Sevgili Sinan yoldaş,
Yasak nedeniyle Kızıl Bayrak’sız geçen bir yılı aşkın bir sürenin ardından nihayet kavuşmuş olmanın mutluluğunu yaşarken, seni sonsuzluğa uğurladığımıza dair haberleri okudum. Habip, Ümit, Hatice, Alaattin ve Hüseyin yoldaşın ardından seni de “Yeni Ekimler” ideali uğruna hayatını adayanlar kervanına dahil etmiş olmamızın derin acısını yaşadım.
Senin şahsında bizler, mücadelenin her alanında yol gösterici bir önder kadrosunu, parti çalışmasında büyük-küçük ayrımı yapmayan, devrimci misyon bilinciyle çalışan bir parti emekçisini, davası için hiçbir fedakarlıktan çekinmeyen değerli bir yoldaşı kaybetmiş olduk. Yeni Ekimler davasını bu topraklarda muzaffer kılacak olan başta Türkiye işçi sınıfı olmak üzere tüm ezilen kesimler ise bu davanın yılmaz savunucusu “komünist önder”ini ve bir “sıra neferi”ni kaybetmiş oldular.
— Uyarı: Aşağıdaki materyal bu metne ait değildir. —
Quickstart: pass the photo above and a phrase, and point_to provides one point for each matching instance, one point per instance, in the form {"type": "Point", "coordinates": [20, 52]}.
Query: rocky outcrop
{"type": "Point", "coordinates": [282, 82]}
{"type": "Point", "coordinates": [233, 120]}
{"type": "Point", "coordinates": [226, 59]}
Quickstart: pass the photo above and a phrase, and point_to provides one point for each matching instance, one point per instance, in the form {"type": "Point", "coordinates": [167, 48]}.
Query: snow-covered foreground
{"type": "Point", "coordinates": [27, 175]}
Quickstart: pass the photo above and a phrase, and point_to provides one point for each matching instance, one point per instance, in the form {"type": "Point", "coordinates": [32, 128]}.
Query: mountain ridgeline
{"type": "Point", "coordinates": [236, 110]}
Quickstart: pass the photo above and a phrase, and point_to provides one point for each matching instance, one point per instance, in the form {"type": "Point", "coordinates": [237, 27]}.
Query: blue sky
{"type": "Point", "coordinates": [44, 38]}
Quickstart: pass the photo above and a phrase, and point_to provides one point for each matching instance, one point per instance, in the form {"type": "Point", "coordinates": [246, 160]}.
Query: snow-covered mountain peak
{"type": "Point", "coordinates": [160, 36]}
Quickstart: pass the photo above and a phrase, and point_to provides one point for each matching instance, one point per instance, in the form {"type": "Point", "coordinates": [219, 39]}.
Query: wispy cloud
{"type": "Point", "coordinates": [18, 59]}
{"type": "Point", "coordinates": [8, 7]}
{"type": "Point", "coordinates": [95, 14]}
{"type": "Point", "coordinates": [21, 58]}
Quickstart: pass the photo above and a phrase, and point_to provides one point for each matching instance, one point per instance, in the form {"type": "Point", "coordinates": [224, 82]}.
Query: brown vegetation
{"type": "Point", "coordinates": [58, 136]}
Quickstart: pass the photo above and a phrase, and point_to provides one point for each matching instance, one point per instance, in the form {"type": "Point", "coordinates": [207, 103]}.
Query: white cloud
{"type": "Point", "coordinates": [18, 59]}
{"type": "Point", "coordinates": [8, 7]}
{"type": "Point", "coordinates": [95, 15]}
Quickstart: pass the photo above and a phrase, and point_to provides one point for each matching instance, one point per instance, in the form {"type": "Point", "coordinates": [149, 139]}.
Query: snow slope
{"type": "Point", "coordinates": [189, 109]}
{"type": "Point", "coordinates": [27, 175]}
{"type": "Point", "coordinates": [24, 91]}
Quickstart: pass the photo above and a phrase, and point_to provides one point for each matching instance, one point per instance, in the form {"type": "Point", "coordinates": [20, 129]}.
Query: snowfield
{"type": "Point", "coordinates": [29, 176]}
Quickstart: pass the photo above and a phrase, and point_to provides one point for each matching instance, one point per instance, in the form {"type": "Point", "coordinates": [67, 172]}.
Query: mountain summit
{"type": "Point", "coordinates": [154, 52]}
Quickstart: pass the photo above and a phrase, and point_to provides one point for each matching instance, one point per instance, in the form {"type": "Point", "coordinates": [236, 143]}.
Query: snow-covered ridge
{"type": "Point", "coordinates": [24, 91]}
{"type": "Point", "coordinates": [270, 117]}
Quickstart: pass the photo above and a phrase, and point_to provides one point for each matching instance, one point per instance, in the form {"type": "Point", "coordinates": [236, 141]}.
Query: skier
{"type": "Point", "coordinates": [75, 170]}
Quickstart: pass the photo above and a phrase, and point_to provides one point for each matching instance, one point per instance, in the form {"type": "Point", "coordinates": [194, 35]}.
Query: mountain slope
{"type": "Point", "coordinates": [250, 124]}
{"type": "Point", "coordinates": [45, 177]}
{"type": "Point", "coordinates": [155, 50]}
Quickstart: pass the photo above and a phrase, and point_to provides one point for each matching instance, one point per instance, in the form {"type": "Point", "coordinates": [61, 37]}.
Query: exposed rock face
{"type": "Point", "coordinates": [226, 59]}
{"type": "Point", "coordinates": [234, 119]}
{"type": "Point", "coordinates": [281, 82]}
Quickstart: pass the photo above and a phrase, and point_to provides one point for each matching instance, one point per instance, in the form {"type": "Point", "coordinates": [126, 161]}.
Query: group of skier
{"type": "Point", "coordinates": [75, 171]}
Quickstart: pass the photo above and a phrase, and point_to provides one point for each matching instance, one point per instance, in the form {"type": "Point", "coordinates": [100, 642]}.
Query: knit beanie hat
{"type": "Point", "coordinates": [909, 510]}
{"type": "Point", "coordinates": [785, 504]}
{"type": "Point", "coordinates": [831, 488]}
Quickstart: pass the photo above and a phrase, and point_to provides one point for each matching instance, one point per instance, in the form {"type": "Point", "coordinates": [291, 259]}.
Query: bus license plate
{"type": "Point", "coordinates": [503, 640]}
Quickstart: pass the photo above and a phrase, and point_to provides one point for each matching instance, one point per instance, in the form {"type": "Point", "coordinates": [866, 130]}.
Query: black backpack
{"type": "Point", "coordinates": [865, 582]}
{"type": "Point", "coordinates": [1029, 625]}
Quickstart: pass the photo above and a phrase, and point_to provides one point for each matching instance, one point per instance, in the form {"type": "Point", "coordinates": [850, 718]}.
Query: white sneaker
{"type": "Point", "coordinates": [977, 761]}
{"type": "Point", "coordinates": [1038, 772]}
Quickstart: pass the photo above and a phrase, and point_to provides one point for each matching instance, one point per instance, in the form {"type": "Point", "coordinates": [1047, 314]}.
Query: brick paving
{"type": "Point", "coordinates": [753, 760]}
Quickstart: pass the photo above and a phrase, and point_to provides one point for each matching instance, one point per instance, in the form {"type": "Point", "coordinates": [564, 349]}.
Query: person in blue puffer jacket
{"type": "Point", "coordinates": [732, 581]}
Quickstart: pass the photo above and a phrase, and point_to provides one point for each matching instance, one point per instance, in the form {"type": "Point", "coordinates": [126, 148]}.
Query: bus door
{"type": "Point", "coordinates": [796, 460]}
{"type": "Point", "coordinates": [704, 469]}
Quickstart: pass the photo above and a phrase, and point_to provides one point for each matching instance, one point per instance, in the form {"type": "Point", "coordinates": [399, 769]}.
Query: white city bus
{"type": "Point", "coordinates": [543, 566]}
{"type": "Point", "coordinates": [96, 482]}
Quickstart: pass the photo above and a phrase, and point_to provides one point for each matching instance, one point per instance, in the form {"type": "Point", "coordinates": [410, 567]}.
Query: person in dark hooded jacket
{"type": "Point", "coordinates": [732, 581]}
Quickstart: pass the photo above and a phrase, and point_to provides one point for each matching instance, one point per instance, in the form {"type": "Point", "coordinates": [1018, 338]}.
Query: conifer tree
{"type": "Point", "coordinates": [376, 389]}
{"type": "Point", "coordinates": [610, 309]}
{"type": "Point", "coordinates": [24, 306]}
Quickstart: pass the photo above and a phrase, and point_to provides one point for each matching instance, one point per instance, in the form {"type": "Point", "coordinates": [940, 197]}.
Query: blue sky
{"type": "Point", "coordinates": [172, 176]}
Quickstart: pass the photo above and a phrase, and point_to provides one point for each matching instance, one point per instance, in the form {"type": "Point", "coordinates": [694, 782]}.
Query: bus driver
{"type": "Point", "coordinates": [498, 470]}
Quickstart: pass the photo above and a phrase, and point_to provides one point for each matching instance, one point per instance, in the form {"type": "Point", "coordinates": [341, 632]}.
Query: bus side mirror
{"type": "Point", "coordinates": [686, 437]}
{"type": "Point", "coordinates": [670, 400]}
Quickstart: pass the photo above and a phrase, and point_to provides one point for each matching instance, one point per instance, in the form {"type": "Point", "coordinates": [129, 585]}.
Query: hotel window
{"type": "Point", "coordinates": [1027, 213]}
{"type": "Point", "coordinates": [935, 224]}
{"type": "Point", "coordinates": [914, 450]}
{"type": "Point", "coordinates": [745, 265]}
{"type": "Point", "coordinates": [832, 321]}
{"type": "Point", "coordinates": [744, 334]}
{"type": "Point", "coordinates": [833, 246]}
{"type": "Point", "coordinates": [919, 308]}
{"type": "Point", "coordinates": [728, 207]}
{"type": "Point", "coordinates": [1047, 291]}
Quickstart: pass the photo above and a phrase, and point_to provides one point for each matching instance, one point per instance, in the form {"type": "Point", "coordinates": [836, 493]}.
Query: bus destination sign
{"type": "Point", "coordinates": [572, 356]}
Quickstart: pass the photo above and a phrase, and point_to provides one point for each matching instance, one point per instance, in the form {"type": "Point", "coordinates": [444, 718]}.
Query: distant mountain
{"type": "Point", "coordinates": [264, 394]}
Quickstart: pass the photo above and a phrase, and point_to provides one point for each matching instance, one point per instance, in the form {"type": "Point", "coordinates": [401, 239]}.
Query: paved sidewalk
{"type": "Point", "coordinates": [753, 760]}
Elbette Türkiye devrimci hareketi de, geçmişin devrimci mirasını bugünlere taşıyan, bu uzun maratonda yolda kalanlara takılmadan yaşamını adadığı mücadelenin bayrağını devretmesini bilen “Sinan hoca”sını kaybetmiş oldu.
Sevgili yoldaş,
Sen ki devrimci mirasımıza tanıklık etmiş, o günlerden bugünlere ömrünü hep örgütlü mücadele içerisinde geçirmiş ve nihayet Türkiye devrimci hareketinin birikimini yeni bir temelde, sınıf devrimciliği ve proleter sosyalizmi temelinde geleceğe aktarma, inşa etme görevini en başından beri omuzlayarak başarıyla sürdürmüş ender komünistlerden birisin. Sen ve senin gibi yoldaşlar sayesinde geçmişten bugüne kurulmuş olan köprünün sağlamlığı, ekilen tohumların filizlenip tomurcuk açtığı, çalınan mayanın tuttuğu, farklı kuşaklardan yeni genç yoldaşlar şahsında kanıtlanıyor.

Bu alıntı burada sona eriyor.